OUTPUT_NODES_FP = "./nodes_lyon_pedestrian_network.GeoJSON"
OUTPUT_EDGES_FP = "./edges_lyon_pedestrian_network.GeoJSON"
The file paths for Digital Terrain Model (DTM), and the output nodes and edges GeoJSON files are defined just above.
Graph download with OSMnx
We begin by defining a bounding box using the coordinates in EPSG:4326 (WGS 84). This box encapsulates the geographical area of interest:
bbox = (4.5931155, 45.515971, 5.0473875, 45.970243)
Now, let’s utilize the ox.graph_from_bbox
function with specific parameters, besides the bounding box:
network_type (string {"all_private", "all", "bike", "drive", "drive_service", "walk"})

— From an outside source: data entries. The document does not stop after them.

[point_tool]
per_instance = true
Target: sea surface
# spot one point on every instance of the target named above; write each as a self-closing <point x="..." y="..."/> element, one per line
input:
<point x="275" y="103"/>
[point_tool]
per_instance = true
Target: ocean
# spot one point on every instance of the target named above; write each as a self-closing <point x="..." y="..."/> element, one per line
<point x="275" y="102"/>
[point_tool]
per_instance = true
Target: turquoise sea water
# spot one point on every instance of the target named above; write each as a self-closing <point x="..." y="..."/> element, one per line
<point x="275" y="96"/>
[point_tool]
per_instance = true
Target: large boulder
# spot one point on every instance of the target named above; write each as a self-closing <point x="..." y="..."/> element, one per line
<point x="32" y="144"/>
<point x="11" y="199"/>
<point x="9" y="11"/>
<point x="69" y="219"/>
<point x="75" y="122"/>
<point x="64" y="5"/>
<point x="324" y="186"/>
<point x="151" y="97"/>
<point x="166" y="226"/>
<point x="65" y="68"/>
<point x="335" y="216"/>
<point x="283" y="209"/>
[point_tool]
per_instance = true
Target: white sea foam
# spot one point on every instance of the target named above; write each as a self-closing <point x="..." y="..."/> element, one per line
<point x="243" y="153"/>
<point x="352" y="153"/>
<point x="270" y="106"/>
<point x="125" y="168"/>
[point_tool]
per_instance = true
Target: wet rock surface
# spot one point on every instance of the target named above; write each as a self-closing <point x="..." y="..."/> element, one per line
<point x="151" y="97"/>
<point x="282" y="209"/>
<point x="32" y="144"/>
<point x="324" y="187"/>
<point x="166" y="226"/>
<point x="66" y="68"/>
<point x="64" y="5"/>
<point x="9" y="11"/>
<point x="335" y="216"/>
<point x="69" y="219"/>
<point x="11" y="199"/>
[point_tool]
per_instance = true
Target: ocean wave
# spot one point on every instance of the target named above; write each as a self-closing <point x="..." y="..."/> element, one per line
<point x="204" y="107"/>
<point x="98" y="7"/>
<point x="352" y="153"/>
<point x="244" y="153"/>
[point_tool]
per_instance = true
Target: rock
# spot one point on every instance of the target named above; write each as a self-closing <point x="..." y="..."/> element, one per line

: what type of street network to getsimplify (bool)
: If set toTrue
, the graph topology is simplified using thesimplify_graph
function.retain_all (bool)
: WhenTrue
, the function returns the entire graph even if it’s not fully connected. Otherwise, it retains only the largest weakly connected component.truncate_by_edge (bool)
: Enabling this option retains nodes outside the bounding box if at least one of a node’s neighbors is within the bounding box.
%%time
G = ox.graph_from_bbox(
north=bbox[3],
south=bbox[1],
east=bbox[0],
west=bbox[2],
network_type="walk",
simplify=True,
retain_all=True,
truncate_by_edge=True,
)
CPU times: user 52.5 s, sys: 1.19 s, total: 53.7 s
Wall time: 59.3 s
The output graph is a NetworkX object. We can explore some of the graph properties, such as whether it is directed:
G.is_directed()
True
Now we convert the graph into GeoDataFrames for nodes and edges, respectively:
%%time
nodes_gdf, edges_gdf = ox.graph_to_gdfs(G)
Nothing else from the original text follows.